И тут, надо же, какой-то фэгот забегает и начинает на нас жаловаться, что мы ему наваляли, короче. Забегает и жалуется. А я его на самом деле в то утро так, для острастки, пугнул, я же не знал, что он возьмёт и обосрётся со страху. Короче, он прибежал, перед Пикой чуть на колени не упал, вон они говорит, меня обидели так, что я обдристал штаны. Тот руками разводит, видит, что неудобно, но решать вопрос надо. Надо вопрос решать. Оказалось, что Пика этого, который обосрался, как бы крышует* (патронирует). Короче, зарамсились мы* (поругались мы). Он мне слово, я ему два. Сначала на респекте, а потом оба чертовски разошлись. Меня систер уже за рукав тянет, говорит, мол, Олли, брат, остынь, опять…

— А сестра откуда там взялась?

— Какая сестра?

— Ты говоришь, что сестра тебя за рукав тянула. Ну, вы же с другом вдвоём пришли?

— Вдвоём. Вдвоём, конечно, — замялся Олли. — Просто… Просто она тоже к нему потом пришла, короче, по какому-то своему вопросу. Я же говорю, у нас много было взаимных связей.
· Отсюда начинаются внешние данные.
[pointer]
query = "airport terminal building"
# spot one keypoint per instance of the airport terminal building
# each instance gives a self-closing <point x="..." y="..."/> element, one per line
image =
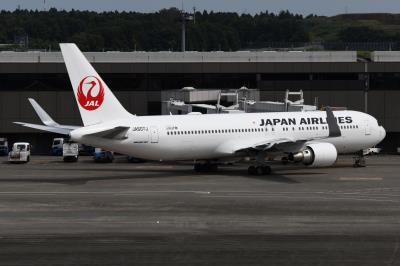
<point x="138" y="78"/>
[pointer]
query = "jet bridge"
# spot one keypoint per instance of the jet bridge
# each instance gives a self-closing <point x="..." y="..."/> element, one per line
<point x="190" y="100"/>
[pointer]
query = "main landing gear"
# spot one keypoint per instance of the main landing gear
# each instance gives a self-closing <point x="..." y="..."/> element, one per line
<point x="205" y="167"/>
<point x="259" y="170"/>
<point x="359" y="160"/>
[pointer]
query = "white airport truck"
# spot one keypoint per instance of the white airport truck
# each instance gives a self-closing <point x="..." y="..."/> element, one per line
<point x="21" y="153"/>
<point x="70" y="152"/>
<point x="3" y="146"/>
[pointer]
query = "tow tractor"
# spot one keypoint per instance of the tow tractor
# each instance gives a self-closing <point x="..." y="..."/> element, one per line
<point x="70" y="151"/>
<point x="102" y="156"/>
<point x="20" y="153"/>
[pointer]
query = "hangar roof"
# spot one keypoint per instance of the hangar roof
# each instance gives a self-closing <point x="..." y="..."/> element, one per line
<point x="190" y="57"/>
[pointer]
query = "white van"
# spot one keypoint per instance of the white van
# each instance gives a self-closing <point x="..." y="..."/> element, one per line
<point x="21" y="153"/>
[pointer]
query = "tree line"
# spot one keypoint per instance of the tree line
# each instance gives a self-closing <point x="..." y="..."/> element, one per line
<point x="127" y="31"/>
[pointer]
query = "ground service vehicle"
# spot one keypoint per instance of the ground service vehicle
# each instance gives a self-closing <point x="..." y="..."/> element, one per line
<point x="313" y="139"/>
<point x="20" y="153"/>
<point x="57" y="147"/>
<point x="70" y="151"/>
<point x="3" y="146"/>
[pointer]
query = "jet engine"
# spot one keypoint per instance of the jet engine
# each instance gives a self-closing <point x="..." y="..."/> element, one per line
<point x="316" y="155"/>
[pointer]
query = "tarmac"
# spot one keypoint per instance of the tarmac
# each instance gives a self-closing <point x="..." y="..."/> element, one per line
<point x="56" y="213"/>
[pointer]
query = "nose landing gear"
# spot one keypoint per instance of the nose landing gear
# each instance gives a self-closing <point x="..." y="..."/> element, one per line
<point x="259" y="170"/>
<point x="205" y="167"/>
<point x="359" y="160"/>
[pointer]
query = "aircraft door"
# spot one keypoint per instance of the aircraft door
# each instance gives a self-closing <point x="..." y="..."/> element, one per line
<point x="154" y="134"/>
<point x="367" y="128"/>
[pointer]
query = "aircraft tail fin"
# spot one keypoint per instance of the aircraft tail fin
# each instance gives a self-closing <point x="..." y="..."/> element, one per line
<point x="95" y="100"/>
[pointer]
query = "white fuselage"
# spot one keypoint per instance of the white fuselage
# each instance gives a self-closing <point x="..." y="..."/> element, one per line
<point x="191" y="137"/>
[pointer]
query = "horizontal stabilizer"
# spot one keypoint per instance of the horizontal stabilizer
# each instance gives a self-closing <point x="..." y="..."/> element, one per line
<point x="114" y="133"/>
<point x="58" y="130"/>
<point x="46" y="119"/>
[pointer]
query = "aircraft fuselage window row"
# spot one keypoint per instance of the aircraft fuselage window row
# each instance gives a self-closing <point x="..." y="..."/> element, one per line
<point x="248" y="130"/>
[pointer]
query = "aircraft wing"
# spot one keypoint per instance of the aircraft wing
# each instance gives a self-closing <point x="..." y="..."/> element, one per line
<point x="242" y="145"/>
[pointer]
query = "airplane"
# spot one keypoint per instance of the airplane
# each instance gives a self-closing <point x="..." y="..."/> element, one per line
<point x="313" y="138"/>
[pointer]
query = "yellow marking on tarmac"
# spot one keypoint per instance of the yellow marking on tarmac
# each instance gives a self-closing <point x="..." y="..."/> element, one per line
<point x="360" y="178"/>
Чертовски много связей, — выкрутился он. — И вот, она меня оттаскивает, и тут он про неё что-то неприличное говорит. Можно было стерпеть, но я не из таковских. Я ему говорю тогда, короче, извинись, а он ни в какую. Ни в какую. И на этой почве у нас скандал ещё дальше. Я ему спокойно: «Слышь, браток, ты за все понятия перешагнул, возьми свои слова назад или поплатишься жизнью». Он мне: «Ты посмотри, сколько моих человек вокруг, а ты один, что ты мне, мол, сделаешь? Вертел я вас всех». И добавил про меня, про бразу моего и про систер. И я ему говорю: «Что-то я тебя не расслышал, зато ты меня сейчас расслышишь!». Достал ствол и выстрелил ему прямо в лоб, короче.